At the event, the company announced the launch of Apple SIM - a built in software based SIM card. Preloaded on to the iPad Air 2, and now also on the iPad Mini 3 Apple claims that the Apple SIM allows users "the flexibility to choose from a variety of short-term plans from selected carriers in the US and UK…. So whenever you need it, you can choose the plan that works best for you - with no long-term commitments. And when you travel, you may also be able to choose a data plan from a local carrier."

The flexibility that Apple refers to may just break the mould of the way that we buy and manage phone contracts. As every enterprise device manager knows one of the most time consuming parts of the job is ensuring that you're on the best contract for minutes and data. The idea of a 'soft' SIM that is programmable and allows you to jump from one contract to another without having to purchase a new contract or SIM card represents a freedom that wasn't previously available. Having the ability to move from network to network will help with employees travelling abroad or even in poor reception areas.

At Redcentric, we've long been proponents for this approach. We often advise mobile fleet managers to think less about minutes and data and more about the infrastructure. We call it the inverted triangle approach. It's about thinking first and foremost about how the workforce interacts with the device and what they're trying to achieve with it and less about which carrier is offering the cheapest minutes.

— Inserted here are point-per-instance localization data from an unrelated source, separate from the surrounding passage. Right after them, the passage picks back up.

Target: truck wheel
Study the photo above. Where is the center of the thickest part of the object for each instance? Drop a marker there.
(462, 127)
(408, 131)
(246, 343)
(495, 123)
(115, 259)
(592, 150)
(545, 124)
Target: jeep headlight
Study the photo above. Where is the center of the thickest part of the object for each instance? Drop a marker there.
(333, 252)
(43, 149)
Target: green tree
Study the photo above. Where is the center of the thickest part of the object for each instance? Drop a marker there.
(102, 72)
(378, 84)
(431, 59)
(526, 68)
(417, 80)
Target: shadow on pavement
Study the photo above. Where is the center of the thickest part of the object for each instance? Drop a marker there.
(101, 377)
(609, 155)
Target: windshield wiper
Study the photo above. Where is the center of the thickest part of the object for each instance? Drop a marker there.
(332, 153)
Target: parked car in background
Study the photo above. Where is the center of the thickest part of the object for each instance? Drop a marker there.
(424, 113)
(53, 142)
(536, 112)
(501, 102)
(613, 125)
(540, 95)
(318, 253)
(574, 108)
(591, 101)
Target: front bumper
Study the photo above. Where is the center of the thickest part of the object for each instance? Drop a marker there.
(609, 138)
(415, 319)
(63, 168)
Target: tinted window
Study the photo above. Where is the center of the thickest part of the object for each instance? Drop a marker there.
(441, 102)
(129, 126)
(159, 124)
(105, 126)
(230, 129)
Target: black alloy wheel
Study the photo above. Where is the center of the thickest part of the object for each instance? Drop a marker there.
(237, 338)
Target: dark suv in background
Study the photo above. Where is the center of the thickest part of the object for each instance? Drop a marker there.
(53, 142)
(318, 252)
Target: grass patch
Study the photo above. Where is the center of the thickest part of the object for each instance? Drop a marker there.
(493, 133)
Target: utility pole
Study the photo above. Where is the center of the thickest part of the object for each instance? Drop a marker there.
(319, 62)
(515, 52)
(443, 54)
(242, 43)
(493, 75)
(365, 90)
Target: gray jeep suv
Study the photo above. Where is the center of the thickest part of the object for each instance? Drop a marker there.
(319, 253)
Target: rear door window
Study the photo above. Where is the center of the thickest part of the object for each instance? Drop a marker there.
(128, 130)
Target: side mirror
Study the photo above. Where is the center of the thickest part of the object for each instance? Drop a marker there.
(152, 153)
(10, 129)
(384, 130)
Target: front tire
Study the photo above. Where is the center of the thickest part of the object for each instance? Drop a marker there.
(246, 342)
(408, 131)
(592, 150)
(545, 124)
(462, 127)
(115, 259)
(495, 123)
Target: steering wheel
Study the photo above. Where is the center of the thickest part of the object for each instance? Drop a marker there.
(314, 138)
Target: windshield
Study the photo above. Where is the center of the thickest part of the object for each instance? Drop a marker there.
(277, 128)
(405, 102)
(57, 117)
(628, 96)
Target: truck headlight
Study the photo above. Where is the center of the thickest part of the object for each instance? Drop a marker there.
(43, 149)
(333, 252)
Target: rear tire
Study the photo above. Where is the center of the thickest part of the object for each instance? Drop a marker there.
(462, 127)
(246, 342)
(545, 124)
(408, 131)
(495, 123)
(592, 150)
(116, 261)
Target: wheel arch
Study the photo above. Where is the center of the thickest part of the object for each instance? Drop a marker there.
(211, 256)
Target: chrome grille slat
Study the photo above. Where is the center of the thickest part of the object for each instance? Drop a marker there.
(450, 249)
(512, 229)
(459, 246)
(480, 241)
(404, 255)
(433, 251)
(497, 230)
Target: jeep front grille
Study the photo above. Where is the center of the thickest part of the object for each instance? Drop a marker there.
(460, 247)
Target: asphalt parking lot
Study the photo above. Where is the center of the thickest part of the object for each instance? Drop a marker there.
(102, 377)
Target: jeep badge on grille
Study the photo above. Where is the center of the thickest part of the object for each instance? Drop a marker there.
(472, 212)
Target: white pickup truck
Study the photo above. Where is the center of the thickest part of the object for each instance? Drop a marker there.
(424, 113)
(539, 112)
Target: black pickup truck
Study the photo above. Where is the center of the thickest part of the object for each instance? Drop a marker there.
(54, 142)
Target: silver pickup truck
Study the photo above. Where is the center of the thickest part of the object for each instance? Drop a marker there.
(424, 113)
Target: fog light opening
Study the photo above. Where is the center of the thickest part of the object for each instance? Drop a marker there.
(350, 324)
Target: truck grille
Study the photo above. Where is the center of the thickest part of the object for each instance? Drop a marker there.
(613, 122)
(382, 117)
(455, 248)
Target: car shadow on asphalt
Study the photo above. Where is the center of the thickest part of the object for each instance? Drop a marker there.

With this flexibility in mind, mobile fleet managers have a real opportunity to look at their contracts much more strategically than before. Understanding usage is key but so is identifying how mobile devices interact with the infrastructure. Armed with this knowledge, enterprises will be in a good position to take advantage of the inevitable change to mobile device contracts.

While the Apple SIM hasn't been adopted by all carriers yet nor is it in all of Apple's mobile devices, we already know that if Apple decides to push a development forward we'll see it adopted as an industry standard soon. Just look at what happened with the micro SIM card. Make sure that you have a strategy in mind of how to take best advantage of the benefits it will bring. Death to the hard SIM, long live the soft SIM.